J Clin Invest. 2023 Jan 3;133(1):e162192. doi: 10.1172/JCI162192.
Infections with severe acute respiratory syndrome coronavirus 2 (SARS-CoV-2) and vaccinations targeting the spike protein (S) offer protective immunity against coronavirus disease 2019 (COVID-19). This immunity may further be shaped by cross-reactivity with common cold coronaviruses. Mutations arising in S that are associated with altered intrinsic virus properties and immune escape result in the continued circulation of SARS-CoV-2 variants. Potentially, vaccine updates will be required to protect against future variants of concern, as for influenza. To offer potent protection against future variants, these second-generation vaccines may need to redirect immunity to epitopes associated with immune escape and not merely boost immunity toward conserved domains in preimmune individuals. For influenza, efficacy of repeated vaccination is hampered by original antigenic sin, an attribute of immune memory that leads to greater induction of antibodies specific to the first-encountered variant of an immunogen compared with subsequent variants. In this Review, recent findings on original antigenic sin are discussed in the context of SARS-CoV-2 evolution. Unanswered questions and future directions are highlighted, with an emphasis on the impact on disease outcome and vaccine design.

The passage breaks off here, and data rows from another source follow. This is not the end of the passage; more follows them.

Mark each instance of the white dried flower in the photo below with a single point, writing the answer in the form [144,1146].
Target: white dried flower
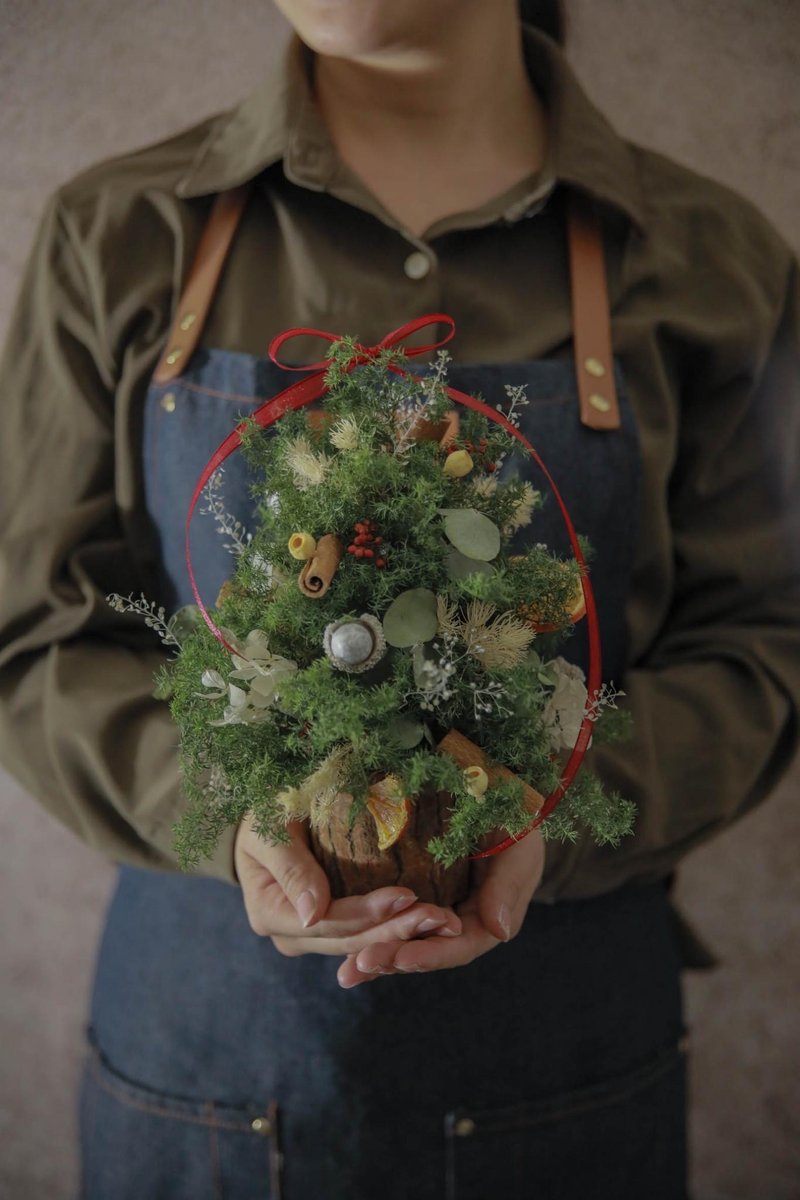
[523,509]
[307,466]
[346,435]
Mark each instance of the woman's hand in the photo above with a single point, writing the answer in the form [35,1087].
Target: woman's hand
[501,888]
[288,898]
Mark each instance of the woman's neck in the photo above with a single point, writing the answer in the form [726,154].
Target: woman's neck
[450,93]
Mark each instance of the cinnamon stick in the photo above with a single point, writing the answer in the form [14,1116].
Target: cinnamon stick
[318,571]
[467,754]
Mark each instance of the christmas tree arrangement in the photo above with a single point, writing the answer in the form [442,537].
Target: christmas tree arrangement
[383,660]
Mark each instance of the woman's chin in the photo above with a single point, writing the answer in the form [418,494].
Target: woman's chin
[346,29]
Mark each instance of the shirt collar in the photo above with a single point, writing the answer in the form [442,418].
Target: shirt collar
[281,120]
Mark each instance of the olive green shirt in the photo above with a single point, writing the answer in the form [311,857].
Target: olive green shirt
[704,299]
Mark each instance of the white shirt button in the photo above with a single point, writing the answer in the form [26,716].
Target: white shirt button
[416,265]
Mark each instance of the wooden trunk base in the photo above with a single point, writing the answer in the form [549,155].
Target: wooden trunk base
[355,865]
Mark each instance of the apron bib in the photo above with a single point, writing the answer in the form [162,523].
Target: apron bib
[220,1068]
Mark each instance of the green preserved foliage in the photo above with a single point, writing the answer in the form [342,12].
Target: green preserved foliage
[475,666]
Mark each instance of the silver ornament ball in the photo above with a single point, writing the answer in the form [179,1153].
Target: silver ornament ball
[353,642]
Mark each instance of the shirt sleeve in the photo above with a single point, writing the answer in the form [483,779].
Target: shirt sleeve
[79,726]
[715,699]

严重急性呼吸综合征冠状病毒 2 (SARS-CoV-2) 的感染和针对刺突蛋白 (S) 的疫苗接种提供了针对 2019 年冠状病毒病 (COVID-19) 的保护性免疫。这种免疫可能进一步受到与普通感冒冠状病毒交叉反应的影响。S 中与内在病毒特性改变和免疫逃逸相关的突变导致 SARS-CoV-2 变体的持续传播。可能需要更新疫苗以预防未来令人关注的变体,就像预防流感一样。为了提供针对未来变体的有效保护,这些第二代疫苗可能需要将免疫重定向到与免疫逃逸相关的表位,而不仅仅是针对预先免疫个体中的保守结构域来增强免疫。对于流感,由于原始抗原性错误,重复接种疫苗的效果受到阻碍,这是免疫记忆的一个属性,导致与随后的变体相比,对初次遇到的免疫原的变体更特异性地诱导抗体。在这篇综述中,讨论了 SARS-CoV-2 进化背景下的原始抗原性错误的最新发现。强调了未解决的问题和未来的方向,重点是对疾病结果和疫苗设计的影响。